Un amico militare che partecipa alle esercitazioni NATO mi racconta che anche nelle finte manovre dell’addestramento i più bravi sono sempre gli inglesi e gli americani. Un po’ meno i francesi, che sembrano giocare da soli. I tedeschi invece sembra sempre che si trattengano, come se non volessero esagerare, come l’ultima volta. Quanto agli italiani, si vede fin dall’inizio che pensano che sono solo esercitazioni e allora si risparmiano nello sforzo, ché non ne vale la pena. Quando devono rotolarsi per terra un poco buttano l’occhio per vedere dove, per non farsi male o magari rovinare la tuta, insomma sanno che è una finta e non vogliono sprecarsi troppo. Inglesi e americani no, loro ci credono sempre fino in fondo che vincono, anche nelle esercitazioni. Perché? Perché hanno la sicurezza che viene loro dall’aver vinto la guerra, quell’unica e ultima che ancora conta e su cui si fonda ancora, malgrado tutto, l’ordine mondiale. La nostra destra exneofascista invece quella guerra l’ha persa, anzi ne ha perse due in una: la guerra mondiale e la guerra partigiana. Vincere le elezioni non le basta per riscattarsi. Ci vorrebbe una rivincita, un’altra guerra, ma non si può….
Così si contorce e scalpita in gesticolazioni paramilitari, schiatta di rabbia e pur se vince ha paura. Allora per nobilitarsi si cerca una cultura. Ma una cultura di destra, di questa destra neoexfascista, non esiste perché la cultura non ha certezze, non ha misura, è sempre contrasto, cambiamento, rottura, innovazione. Ogni grande artista è grande perché con la sua invenzione ha fatto saltare per aria quel che esisteva prima. La cultura spacca ogni tradizione, mette il mondo alla rovescia, come ha fatto Dante che ha messo i Papi all’inferno. Dante, il cui miglior maestro era omosessuale e lui passando per l’inferno va a trovarlo e lo ringrazia. Dante, che con il suo poema ha affossato il vetusto latino e inventato l’italiano proclamando che: “opera naturale è che uom favella, così o così natura lascia poi fare a voi secondo che v’abbella”. La libertà di parlare come si vuole e di lasciar fare la natura, non è proprio un’idea di destra, della nostra destra exneofascista.
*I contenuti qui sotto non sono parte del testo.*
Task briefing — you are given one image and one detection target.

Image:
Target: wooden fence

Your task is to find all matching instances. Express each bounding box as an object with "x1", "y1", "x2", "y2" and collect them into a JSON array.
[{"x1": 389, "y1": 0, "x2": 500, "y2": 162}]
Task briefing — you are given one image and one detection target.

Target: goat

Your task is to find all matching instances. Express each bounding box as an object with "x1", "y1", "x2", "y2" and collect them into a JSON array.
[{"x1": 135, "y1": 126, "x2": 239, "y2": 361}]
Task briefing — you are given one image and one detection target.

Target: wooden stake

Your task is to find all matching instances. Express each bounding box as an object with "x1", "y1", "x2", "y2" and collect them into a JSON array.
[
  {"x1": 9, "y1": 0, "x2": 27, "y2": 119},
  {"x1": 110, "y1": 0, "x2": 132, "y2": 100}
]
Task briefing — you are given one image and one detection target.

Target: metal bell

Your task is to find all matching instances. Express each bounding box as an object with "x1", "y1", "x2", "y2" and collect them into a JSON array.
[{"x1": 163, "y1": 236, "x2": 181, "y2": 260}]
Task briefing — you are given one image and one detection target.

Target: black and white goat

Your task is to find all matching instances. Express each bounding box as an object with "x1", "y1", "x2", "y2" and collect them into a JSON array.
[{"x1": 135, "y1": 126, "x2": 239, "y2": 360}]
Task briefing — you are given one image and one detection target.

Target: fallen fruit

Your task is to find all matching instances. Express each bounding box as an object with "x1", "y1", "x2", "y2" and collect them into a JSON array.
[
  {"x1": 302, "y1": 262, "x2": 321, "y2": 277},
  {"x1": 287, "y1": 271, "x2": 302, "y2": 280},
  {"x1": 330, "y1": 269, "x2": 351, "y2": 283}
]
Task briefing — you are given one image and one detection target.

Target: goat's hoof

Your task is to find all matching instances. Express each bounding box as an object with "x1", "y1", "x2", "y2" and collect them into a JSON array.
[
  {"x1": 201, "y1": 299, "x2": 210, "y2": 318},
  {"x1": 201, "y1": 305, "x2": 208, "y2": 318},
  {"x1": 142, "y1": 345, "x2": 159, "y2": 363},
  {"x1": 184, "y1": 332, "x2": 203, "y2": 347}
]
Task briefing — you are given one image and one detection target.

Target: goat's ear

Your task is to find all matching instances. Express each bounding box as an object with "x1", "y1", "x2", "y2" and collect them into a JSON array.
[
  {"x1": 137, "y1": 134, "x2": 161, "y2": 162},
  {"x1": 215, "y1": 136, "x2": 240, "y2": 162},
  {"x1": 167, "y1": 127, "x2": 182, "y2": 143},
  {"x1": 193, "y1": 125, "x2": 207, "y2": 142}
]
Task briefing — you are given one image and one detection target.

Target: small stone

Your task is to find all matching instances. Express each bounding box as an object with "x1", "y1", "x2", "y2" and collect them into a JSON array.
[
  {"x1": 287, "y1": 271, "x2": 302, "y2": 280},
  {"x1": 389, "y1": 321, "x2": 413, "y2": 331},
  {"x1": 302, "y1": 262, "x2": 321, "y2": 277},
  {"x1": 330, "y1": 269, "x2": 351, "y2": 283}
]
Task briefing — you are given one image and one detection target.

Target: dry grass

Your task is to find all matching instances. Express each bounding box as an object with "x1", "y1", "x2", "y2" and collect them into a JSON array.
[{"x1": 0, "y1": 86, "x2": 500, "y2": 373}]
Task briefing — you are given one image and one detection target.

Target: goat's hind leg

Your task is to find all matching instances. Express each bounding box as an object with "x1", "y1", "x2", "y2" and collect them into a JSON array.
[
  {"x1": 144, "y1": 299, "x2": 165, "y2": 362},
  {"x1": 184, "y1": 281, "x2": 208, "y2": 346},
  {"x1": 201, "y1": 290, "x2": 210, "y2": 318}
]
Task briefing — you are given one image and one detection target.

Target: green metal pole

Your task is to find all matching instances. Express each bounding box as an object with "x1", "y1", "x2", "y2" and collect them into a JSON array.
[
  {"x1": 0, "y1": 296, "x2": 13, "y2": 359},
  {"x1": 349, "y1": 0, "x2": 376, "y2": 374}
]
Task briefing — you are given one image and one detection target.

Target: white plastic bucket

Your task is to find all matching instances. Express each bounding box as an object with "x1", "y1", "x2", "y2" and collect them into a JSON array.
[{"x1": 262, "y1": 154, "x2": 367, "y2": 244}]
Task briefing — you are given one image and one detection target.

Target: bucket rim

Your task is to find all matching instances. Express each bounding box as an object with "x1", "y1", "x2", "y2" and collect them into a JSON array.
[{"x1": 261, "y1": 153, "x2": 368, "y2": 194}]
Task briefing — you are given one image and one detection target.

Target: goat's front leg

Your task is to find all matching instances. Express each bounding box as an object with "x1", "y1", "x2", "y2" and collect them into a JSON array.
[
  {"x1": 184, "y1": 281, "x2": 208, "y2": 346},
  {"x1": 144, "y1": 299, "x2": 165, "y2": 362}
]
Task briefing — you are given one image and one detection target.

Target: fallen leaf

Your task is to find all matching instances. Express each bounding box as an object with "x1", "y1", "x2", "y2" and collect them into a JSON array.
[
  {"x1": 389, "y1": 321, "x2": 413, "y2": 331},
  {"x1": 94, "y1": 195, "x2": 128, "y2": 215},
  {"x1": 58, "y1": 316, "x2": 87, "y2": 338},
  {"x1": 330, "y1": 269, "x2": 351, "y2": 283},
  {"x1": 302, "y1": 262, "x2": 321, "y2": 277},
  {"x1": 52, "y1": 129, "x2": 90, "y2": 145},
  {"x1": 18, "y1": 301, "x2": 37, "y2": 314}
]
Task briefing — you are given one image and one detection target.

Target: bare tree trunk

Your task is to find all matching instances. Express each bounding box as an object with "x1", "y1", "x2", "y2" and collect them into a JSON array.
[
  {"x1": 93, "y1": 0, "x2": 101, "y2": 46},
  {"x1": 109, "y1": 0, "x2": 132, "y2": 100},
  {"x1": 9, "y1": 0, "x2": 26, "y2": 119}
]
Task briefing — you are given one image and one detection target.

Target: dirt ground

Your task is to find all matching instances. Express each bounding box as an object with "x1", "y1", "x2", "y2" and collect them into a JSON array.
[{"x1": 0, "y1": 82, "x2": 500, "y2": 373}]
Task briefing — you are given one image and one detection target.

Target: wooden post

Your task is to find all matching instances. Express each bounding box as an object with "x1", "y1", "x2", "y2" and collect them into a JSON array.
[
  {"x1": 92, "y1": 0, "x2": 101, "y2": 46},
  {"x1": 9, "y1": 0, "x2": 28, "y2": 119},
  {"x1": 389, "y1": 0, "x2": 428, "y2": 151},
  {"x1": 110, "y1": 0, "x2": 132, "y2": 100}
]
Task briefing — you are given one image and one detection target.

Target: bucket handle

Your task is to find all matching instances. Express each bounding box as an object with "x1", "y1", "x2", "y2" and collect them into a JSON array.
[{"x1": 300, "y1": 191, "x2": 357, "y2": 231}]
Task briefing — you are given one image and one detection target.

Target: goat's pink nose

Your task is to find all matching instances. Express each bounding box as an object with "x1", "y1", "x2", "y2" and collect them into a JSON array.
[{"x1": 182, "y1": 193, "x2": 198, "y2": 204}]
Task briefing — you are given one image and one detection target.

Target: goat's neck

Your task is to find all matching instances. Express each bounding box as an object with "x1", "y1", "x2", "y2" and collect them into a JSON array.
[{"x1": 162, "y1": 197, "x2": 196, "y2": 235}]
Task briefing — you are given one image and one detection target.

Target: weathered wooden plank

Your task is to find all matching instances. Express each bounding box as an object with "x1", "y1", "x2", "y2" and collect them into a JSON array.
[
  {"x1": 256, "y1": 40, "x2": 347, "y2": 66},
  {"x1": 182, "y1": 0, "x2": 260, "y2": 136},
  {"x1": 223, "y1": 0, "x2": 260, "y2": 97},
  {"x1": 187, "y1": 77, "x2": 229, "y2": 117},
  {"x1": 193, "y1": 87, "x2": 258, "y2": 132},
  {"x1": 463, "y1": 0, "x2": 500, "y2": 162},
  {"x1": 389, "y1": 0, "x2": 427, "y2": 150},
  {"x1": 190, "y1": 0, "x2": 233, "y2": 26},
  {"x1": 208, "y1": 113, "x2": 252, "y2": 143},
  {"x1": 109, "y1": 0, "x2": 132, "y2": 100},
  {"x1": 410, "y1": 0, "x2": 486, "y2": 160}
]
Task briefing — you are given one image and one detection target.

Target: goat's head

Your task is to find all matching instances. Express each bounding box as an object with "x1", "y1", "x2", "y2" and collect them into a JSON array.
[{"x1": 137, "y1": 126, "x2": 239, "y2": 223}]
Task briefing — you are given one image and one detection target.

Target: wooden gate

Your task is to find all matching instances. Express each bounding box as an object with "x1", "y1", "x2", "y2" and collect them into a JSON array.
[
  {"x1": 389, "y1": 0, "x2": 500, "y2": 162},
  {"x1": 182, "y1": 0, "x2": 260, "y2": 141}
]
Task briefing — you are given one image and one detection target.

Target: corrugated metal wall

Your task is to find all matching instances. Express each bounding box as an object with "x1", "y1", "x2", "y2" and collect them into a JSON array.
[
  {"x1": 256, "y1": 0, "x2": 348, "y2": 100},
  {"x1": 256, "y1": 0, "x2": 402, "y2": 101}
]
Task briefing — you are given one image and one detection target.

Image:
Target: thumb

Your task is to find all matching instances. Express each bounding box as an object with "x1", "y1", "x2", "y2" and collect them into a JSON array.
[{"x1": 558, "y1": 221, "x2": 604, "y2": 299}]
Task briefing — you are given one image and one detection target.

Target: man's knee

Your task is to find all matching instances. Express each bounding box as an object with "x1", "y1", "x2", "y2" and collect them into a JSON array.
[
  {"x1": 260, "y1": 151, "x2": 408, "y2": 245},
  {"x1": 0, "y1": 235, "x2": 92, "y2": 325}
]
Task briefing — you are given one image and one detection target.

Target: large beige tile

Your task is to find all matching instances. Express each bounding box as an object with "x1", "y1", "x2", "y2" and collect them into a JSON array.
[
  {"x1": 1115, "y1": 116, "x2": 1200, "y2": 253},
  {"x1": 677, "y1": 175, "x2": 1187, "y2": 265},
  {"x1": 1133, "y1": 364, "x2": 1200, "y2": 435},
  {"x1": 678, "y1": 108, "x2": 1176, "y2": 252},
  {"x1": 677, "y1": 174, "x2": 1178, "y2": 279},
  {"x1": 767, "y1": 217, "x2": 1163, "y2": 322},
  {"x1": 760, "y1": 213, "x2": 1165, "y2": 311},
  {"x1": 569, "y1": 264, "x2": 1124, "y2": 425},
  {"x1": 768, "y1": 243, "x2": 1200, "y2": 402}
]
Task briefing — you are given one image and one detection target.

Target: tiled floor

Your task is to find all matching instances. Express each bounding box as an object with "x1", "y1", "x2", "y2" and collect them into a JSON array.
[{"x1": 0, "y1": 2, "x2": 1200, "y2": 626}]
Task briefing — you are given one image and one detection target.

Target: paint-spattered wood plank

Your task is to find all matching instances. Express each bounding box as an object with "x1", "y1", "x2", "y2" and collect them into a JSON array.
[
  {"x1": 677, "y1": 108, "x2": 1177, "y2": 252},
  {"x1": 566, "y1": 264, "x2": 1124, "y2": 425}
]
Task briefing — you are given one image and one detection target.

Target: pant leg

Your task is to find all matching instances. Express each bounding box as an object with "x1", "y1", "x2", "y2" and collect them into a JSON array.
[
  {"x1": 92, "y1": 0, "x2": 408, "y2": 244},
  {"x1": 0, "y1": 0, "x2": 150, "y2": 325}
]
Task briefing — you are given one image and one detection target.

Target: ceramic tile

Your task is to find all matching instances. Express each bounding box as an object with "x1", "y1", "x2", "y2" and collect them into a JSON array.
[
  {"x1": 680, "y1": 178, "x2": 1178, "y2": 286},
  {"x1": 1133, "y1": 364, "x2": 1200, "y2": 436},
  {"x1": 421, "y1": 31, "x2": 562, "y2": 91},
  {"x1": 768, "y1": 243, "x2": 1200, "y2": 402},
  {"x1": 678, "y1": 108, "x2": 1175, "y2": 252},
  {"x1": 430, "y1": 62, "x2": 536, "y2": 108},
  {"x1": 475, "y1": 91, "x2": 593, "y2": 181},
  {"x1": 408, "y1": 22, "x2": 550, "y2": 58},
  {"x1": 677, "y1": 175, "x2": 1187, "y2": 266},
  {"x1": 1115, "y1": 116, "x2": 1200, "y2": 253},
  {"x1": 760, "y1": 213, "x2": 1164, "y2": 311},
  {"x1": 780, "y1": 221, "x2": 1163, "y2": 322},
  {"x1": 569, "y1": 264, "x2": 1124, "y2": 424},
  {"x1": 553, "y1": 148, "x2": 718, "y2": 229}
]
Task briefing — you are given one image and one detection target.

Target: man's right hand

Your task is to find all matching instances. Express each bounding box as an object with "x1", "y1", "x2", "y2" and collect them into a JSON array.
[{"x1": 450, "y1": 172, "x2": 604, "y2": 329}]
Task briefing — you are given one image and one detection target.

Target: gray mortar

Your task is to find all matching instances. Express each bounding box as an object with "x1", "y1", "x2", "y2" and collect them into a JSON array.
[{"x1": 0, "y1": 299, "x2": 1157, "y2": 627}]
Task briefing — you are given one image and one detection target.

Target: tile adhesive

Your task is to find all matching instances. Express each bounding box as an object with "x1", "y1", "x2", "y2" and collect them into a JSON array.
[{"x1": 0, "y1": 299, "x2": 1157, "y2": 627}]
E più resterà al potere, più la destra (questa destra) sprofonderà nell’angoscia: si farà la bile nera ogni anno a dover celebrare il 25 aprile della Resistenza e il 2 giugno della Repubblica e il 9 maggio dell’Unione europea, tutte feste non sue, e perfino la festa della bandiera italiana le farà torcere lo stomaco, chè di fatto non è italiana, è cisalpina e ce l’hanno data i francesi e anche qui tocca ingoiare, alla faccia del sovranismo. E così, manda giù che manda giù, finirà che per disperazione la destra getterà la spugna e anche se vince di nuovo le elezioni, chiederà di stare all’opposizione. Perché la destra, questa destra, è nata contro, è nata perdente e solo nel perdere, nel lugubre culto della sconfitta trova la sua ragione.